Het definitieve conceptexamenprogramma Engels (en ook andere programma’s) heeft een nieuw concept ten opzichte van het oude programma: ervaringsdoelen. “In tegenstelling tot de vorige generatie gaat het […] om zowel beheersings- als ervaringsdoelen.” (Toelichtingsdocument, p. 5). Eindtermen zijn gelabeld met ‘E’ (Ervaring), ‘B’ (Beheersing), of ‘H’ (Hybride; een combinatie van de twee). Ondanks dat deze ‘ervaringsdoelen’ nieuw zijn, wordt er niet goed uitgelegd hoe een docent deze moet interpreteren.
Beheersingsdoelen zijn duidelijk. Men mag aannemen dat deze op dezelfde manier moet worden geïnterpreteerd als de oude doelen.
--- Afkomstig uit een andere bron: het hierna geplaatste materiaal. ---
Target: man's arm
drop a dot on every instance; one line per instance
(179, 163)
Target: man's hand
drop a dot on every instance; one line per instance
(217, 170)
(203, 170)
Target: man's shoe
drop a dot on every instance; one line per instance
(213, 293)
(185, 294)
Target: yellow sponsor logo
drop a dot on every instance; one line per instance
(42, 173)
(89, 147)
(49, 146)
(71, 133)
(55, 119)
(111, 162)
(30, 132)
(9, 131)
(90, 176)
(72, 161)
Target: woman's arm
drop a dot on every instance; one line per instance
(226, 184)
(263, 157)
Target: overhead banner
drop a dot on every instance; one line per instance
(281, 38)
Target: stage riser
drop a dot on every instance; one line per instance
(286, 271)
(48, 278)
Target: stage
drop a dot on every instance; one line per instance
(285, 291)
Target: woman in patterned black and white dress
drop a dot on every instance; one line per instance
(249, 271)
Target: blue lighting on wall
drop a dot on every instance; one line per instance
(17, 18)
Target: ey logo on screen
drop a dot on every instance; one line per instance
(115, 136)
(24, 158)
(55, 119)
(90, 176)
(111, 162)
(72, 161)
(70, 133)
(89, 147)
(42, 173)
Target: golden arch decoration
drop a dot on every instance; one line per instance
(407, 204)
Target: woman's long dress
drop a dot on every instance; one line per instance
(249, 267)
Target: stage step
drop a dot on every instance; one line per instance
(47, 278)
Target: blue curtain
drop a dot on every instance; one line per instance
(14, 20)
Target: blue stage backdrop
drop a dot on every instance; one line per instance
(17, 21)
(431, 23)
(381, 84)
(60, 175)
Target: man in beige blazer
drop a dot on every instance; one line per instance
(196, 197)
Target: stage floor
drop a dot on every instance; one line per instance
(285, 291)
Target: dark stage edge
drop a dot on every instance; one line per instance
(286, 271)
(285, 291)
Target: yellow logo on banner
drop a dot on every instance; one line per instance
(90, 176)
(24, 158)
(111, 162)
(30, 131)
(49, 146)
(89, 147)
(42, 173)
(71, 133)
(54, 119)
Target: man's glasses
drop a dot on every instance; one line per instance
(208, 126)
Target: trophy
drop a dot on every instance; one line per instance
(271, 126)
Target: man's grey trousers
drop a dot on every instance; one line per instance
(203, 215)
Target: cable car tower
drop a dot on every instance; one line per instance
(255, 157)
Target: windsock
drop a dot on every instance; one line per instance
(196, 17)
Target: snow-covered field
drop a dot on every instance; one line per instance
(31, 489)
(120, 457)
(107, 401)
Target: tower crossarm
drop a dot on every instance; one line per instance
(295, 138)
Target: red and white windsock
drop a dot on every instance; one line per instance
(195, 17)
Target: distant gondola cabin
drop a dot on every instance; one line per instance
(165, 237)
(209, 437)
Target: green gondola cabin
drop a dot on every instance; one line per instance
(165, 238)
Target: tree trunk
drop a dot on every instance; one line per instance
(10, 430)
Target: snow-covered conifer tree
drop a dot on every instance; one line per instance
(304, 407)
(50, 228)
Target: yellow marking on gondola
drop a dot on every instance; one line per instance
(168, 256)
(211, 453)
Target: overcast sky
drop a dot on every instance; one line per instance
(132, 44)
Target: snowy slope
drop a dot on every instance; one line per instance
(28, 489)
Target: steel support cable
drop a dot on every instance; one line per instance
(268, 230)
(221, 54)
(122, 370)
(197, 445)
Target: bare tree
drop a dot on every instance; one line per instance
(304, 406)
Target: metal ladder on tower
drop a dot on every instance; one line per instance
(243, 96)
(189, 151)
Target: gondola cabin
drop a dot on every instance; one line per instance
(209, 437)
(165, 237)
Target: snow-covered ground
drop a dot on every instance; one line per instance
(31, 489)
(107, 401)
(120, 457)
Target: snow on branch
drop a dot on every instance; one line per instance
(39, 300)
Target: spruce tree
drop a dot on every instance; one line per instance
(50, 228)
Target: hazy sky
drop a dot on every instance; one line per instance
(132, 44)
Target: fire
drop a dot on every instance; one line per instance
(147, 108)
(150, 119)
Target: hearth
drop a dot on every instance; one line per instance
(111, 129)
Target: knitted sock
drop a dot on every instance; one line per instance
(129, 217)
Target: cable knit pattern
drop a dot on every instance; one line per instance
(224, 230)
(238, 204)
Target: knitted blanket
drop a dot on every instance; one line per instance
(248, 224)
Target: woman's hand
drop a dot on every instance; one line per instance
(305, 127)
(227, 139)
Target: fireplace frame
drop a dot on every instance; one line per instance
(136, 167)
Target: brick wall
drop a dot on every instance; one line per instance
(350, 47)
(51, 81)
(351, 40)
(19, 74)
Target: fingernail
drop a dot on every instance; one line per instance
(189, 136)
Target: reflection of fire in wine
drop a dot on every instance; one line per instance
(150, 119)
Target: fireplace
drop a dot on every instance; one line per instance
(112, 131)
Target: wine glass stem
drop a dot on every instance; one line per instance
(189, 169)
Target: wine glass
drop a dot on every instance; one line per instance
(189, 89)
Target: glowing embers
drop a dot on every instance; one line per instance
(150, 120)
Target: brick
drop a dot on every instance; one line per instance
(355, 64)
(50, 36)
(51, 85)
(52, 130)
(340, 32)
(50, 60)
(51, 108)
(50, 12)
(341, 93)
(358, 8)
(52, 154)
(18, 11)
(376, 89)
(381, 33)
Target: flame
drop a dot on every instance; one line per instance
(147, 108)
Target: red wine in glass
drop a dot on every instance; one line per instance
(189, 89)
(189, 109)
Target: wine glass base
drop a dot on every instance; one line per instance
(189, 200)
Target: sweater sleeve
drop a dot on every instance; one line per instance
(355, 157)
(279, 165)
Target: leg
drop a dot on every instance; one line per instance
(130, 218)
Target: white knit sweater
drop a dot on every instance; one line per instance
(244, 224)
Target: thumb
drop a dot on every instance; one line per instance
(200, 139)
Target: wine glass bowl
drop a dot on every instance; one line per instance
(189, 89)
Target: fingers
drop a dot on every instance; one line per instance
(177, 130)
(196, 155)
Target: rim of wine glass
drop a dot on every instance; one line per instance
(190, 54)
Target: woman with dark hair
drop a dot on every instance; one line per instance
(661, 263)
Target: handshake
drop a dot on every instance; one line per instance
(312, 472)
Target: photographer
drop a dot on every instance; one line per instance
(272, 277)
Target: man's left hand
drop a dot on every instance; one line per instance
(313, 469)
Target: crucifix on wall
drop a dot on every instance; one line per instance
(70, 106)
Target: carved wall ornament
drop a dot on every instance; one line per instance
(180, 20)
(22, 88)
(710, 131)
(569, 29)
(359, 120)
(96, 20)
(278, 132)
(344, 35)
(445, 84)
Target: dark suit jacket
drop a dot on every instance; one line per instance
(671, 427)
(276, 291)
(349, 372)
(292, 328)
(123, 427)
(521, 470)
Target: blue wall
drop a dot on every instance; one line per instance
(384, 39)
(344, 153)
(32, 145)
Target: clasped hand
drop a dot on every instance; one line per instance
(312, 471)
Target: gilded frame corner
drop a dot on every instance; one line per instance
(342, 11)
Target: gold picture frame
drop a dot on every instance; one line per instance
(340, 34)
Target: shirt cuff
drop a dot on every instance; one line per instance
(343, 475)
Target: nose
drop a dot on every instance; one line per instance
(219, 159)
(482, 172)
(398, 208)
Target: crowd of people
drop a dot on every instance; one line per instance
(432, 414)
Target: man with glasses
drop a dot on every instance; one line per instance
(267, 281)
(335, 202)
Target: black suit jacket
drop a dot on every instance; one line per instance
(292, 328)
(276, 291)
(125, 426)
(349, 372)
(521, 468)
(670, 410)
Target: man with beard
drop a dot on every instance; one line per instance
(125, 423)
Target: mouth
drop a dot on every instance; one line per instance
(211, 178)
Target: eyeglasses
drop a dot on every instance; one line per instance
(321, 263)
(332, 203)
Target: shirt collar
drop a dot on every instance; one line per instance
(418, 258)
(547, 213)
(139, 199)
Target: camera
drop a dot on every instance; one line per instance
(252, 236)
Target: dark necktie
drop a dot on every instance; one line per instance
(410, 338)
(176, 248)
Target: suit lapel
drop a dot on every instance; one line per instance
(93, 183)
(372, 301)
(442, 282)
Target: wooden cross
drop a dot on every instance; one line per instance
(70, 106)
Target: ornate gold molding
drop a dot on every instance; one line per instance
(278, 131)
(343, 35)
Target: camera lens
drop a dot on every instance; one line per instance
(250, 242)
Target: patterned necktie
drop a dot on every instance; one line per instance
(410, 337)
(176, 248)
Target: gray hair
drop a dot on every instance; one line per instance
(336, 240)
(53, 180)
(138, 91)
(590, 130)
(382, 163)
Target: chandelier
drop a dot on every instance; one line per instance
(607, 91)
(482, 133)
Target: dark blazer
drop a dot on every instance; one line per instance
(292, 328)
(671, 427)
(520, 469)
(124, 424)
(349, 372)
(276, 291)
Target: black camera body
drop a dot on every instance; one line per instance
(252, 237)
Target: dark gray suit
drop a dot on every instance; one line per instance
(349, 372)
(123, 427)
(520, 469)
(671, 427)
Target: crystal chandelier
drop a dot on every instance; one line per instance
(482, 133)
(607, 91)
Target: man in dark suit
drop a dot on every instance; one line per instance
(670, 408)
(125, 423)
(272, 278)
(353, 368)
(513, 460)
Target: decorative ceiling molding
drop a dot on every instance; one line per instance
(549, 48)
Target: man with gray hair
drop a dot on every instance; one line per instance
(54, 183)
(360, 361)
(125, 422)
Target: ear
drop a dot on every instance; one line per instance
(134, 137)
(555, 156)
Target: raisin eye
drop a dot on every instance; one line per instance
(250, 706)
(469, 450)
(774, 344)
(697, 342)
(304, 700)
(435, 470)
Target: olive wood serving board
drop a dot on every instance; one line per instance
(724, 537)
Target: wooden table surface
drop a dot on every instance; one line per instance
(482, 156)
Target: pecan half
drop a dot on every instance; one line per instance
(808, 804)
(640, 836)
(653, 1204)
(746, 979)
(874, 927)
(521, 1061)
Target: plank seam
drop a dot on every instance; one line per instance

Een doel moet in het PTA staan en worden afgerond. Afronding vindt plaats door middel van een toets of een praktische opdracht. De normering kan een cijfer zijn, maar ook een ‘handelingsdeel’: de leerling heeft het naar behoren afgerond. Als een leerling een beoordelingsmoment heeft gemist moet hij of zij dit inhalen. Een leerling mag alleen aan het Centraal Examen beginnen als het PTA compleet is.
Er is één domein uit het huidige programma waar weliswaar verantwoording voor moet worden afgelegd in het PTA maar geen beoordelingsmoment kent: Domein F -Oriëntatie op studie en beroep. Echter, dit domein kent geen eindterm.
De ervaringsdoelen in het nieuwe programma zijn wel gekoppeld aan een eindterm. De vraag is of deze doelen in het PTA moeten worden verantwoord. Moet de docent aangeven of een leerling voldoende ‘ervaring’ heeft ondergaan? Als een leerling een ‘ervaring gemist heeft, moet deze leerling deze inhalen? Wat als een leerling weliswaar aanwezig was bij de activiteit, maar zichtbaar geen prestatie heeft verricht? Moet een docent de leerling een nieuwe mogelijkheid bieden om de ‘ervaring’ in te halen? Kan het zo zijn dat een ervaring, bijvoorbeeld, slechts een half uur is in het gehele examentraject, met andere woorden, is er een kwantiteitseis bij een (rijke) ‘ervaring’?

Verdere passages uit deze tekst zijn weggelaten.